Awesome, thanks Virides, do those vent sizes sound good? I guess the flow in of the smaller vents will limit the outflow of the larger vent


----------



## Virides (Jun 25, 2011)

As long as the amount of air flow compliments your temperature gradient and doesn't impede it. The actual draft caused would be quite small but enough to be of benefit. I would say 50-70mm round vents with a 150 x 100mm rectangular vent would suffice (based on photos of other enclosures I have seen).


----------



## mike_k (Jun 25, 2011)

Have you found a good site to buy vents from?? Googled it once before and it was useless, was mostly housing stuff or for vehicles


----------



## Virides (Jun 25, 2011)

mike_k said:


> Have you found a good site to buy vents from?? Googled it once before and it was useless, was mostly housing stuff or for vehicles



Something we are currently working on


----------



## Cockney_Red (Jun 25, 2011)

mike_k said:


> Have you found a good site to buy vents from?? Googled it once before and it was useless, was mostly housing stuff or for vehicles


 Bunnings...:?


----------



## mike_k (Jun 25, 2011)

Virides said:


> Something we are currently working on


 
If you find something I'd love to know, I was after some decent looking round ally vents.
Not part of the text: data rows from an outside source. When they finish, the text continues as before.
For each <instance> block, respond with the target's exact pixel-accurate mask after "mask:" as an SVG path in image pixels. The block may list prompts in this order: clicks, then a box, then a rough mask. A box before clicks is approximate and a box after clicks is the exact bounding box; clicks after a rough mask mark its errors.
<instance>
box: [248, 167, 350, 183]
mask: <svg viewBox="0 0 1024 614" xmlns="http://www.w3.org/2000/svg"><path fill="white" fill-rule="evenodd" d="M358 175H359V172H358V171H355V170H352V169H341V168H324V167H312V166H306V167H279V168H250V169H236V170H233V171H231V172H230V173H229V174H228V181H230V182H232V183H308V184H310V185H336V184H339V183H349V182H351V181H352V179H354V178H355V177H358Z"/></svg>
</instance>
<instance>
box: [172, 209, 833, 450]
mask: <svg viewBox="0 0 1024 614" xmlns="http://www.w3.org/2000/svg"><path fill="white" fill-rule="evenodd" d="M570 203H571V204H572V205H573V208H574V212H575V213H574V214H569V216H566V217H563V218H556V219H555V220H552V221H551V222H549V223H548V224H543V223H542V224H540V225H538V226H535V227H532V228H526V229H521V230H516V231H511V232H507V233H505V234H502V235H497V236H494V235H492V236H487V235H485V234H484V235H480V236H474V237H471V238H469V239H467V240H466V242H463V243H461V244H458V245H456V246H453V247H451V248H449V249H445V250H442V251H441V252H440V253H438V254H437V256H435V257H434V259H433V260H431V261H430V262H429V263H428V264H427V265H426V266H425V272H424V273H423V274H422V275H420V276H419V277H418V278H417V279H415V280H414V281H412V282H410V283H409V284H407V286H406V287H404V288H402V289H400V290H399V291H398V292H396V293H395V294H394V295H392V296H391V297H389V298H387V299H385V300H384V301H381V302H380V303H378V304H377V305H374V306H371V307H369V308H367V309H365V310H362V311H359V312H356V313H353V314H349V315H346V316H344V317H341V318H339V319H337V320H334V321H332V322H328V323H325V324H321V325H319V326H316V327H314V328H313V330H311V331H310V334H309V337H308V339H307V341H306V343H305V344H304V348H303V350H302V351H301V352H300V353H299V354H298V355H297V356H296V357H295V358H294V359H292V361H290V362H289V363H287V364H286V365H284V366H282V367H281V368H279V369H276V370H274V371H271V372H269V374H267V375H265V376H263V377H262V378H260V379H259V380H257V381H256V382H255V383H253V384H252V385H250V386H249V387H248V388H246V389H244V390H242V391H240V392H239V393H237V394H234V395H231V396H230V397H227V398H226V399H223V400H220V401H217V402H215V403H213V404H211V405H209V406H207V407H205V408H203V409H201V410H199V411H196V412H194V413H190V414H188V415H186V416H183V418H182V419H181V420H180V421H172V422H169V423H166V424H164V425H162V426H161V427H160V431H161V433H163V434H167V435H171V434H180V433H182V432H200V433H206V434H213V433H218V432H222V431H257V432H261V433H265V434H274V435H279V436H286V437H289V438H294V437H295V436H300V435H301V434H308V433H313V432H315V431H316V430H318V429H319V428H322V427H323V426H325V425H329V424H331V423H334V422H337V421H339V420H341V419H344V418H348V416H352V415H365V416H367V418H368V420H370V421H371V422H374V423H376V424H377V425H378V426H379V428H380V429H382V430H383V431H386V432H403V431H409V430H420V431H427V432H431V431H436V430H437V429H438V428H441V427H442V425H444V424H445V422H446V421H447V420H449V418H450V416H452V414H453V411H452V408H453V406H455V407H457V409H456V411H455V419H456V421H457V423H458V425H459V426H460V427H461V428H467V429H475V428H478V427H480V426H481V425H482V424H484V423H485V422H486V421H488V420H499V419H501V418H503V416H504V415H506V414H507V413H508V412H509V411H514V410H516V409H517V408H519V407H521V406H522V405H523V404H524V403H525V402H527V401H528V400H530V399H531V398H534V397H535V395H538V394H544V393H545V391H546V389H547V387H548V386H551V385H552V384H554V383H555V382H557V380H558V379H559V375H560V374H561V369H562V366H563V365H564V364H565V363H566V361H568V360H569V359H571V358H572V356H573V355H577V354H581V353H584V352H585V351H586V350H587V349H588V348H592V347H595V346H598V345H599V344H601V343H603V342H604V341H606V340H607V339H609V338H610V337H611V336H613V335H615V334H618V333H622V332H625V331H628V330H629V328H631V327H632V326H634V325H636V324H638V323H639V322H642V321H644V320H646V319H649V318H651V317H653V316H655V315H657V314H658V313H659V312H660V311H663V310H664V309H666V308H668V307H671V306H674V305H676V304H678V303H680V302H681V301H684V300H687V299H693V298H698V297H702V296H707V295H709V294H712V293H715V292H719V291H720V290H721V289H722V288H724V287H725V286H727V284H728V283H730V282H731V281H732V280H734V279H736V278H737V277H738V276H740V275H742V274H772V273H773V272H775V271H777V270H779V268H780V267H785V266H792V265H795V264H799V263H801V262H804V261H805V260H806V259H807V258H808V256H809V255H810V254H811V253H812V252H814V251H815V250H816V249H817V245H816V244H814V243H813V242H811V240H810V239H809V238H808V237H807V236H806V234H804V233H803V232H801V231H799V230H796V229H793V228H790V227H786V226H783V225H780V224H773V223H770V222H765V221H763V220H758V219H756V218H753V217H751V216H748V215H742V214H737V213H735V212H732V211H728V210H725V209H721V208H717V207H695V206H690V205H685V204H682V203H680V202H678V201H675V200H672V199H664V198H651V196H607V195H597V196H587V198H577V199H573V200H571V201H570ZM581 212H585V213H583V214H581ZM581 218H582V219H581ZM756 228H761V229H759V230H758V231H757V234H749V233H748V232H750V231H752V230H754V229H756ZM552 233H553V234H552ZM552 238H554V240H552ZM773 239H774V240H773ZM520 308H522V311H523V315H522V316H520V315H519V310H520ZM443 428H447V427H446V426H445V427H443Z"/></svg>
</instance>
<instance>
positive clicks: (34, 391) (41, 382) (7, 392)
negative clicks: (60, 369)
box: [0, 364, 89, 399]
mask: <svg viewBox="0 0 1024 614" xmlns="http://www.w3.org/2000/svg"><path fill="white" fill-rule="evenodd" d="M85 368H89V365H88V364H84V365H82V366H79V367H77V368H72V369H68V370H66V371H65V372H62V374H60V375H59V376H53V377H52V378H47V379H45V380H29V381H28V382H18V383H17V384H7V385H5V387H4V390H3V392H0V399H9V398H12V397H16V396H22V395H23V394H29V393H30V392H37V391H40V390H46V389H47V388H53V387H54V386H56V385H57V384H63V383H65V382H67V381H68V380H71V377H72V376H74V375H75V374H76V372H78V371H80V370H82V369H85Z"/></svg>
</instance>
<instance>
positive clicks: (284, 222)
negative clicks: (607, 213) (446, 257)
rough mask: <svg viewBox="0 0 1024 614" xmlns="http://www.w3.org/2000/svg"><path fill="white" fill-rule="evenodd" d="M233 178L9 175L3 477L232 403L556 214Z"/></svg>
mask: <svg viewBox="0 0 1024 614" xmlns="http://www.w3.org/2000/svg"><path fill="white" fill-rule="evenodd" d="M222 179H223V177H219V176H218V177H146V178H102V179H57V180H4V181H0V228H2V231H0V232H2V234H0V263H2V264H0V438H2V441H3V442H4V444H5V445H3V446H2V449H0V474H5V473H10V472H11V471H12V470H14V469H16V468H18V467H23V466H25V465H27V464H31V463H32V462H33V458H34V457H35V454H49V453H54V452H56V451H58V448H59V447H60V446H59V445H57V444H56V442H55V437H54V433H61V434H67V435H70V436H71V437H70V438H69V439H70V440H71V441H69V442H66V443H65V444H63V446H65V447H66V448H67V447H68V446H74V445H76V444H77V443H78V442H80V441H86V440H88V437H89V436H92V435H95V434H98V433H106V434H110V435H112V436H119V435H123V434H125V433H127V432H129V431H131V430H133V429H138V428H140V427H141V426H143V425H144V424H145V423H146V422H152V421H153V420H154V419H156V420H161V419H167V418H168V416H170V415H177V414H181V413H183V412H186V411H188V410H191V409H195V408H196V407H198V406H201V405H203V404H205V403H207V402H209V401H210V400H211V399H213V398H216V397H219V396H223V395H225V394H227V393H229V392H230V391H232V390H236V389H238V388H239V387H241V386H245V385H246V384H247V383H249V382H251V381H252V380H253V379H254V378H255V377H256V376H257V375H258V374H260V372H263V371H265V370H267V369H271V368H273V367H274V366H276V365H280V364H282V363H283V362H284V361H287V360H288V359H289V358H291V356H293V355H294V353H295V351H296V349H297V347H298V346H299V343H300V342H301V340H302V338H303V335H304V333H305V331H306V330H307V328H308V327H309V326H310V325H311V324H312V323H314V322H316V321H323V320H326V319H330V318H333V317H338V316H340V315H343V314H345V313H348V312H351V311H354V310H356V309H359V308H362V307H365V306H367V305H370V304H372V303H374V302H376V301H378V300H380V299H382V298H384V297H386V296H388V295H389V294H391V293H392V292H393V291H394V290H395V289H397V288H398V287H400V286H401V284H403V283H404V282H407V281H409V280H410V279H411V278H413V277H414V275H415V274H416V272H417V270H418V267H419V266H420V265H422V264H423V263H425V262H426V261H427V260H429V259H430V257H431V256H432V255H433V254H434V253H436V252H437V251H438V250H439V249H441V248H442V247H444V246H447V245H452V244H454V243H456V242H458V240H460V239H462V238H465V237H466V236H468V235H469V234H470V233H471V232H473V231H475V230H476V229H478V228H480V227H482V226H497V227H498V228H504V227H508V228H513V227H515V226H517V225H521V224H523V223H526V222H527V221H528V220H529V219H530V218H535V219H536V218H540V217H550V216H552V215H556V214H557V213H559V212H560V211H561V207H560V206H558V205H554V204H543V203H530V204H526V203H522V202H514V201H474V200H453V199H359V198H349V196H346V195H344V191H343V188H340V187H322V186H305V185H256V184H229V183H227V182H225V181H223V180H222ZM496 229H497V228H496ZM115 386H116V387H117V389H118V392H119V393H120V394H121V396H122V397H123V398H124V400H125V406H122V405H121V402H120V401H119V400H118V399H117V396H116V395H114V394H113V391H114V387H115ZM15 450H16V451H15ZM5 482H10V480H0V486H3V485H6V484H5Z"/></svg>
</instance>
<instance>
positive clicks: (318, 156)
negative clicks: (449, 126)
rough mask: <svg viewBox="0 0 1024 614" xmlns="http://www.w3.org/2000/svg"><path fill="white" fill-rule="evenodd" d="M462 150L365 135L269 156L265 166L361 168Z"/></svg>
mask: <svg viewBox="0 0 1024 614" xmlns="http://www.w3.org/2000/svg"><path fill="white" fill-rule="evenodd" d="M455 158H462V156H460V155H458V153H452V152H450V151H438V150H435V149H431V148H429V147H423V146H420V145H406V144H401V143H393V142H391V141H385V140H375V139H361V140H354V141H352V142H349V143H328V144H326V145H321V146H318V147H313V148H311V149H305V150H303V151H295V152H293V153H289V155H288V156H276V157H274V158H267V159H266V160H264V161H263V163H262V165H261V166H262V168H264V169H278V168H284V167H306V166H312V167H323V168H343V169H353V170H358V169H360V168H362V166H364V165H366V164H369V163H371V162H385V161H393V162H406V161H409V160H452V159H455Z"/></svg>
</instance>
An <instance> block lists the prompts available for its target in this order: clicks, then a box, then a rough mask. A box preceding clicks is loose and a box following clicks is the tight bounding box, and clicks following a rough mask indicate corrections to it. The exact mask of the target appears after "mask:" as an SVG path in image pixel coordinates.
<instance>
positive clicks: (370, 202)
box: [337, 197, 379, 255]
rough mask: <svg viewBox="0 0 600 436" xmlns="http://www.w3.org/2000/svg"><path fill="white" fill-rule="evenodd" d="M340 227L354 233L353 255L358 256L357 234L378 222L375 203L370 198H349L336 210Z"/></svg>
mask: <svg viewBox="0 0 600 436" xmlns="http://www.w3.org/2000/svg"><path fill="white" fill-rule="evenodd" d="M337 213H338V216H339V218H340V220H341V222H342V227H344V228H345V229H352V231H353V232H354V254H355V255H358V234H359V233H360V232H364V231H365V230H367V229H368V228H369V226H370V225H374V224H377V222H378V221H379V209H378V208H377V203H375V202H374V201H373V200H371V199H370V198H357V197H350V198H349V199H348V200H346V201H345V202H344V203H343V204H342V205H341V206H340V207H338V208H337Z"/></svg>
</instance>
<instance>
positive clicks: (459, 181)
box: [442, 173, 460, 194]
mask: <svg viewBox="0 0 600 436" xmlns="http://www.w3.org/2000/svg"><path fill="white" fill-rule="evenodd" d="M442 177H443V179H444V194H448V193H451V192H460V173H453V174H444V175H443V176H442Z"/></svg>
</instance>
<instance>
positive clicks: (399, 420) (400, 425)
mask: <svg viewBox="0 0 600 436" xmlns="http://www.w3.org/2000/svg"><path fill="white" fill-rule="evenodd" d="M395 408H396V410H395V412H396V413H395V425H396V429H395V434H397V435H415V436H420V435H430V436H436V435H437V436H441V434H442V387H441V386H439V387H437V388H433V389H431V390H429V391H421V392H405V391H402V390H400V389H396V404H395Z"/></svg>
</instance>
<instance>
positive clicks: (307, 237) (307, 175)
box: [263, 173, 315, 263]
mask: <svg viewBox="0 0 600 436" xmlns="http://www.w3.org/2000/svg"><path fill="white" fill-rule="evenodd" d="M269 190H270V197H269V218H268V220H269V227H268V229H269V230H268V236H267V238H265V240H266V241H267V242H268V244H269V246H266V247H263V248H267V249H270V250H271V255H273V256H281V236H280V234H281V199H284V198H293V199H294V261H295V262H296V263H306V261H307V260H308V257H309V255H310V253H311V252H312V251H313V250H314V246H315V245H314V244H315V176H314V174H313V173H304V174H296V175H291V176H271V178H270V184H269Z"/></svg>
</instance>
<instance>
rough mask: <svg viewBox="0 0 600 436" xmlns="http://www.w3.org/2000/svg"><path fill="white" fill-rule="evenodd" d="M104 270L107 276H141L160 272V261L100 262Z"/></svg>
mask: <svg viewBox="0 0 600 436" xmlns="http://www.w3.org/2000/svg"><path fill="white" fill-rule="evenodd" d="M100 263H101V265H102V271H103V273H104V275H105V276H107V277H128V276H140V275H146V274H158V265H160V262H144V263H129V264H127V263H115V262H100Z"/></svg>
Even had a look through the haffele catalogue (cabinetry fitting supplier) and even the had only cheap looking stuff =S



Cockney_Red said:


> Bunnings...:?


 
Unfortunately the closest one is an eight hour drive haha



newbie1979 said:


> Hi everybody,
> 
> Just wondering about vent placements... i'm in the final stages of my DIY enclosure build and this is what i have:
> 
> ...


 
Hey by the way what I was gonna do with mine was find a small neat looking vent and put one on either side, then test the enclosures temps and put more in after if needed. The way I see it, if you put one big one in you can't make it smaller.


----------



## Stopthatsnake (Jun 26, 2011)

I was going to buy metal ones from bunnings that fit with screw and put metal fly screen on the inside to further prevent escapees!

for placement im going to put 8 smaller ones in... 2 down the bottom and 2 up the top and repeat for the other side. Im also going to create a sliding plate of wood so i can move it back and forth to adjust the flow of air as i set it up!

The plates are being put there so I can either cool the tank more or heat it more to reduce the amount of times the automatic thermostat has to kick in! I want to reduce wear on the lights and the electricals as much as possible...


----------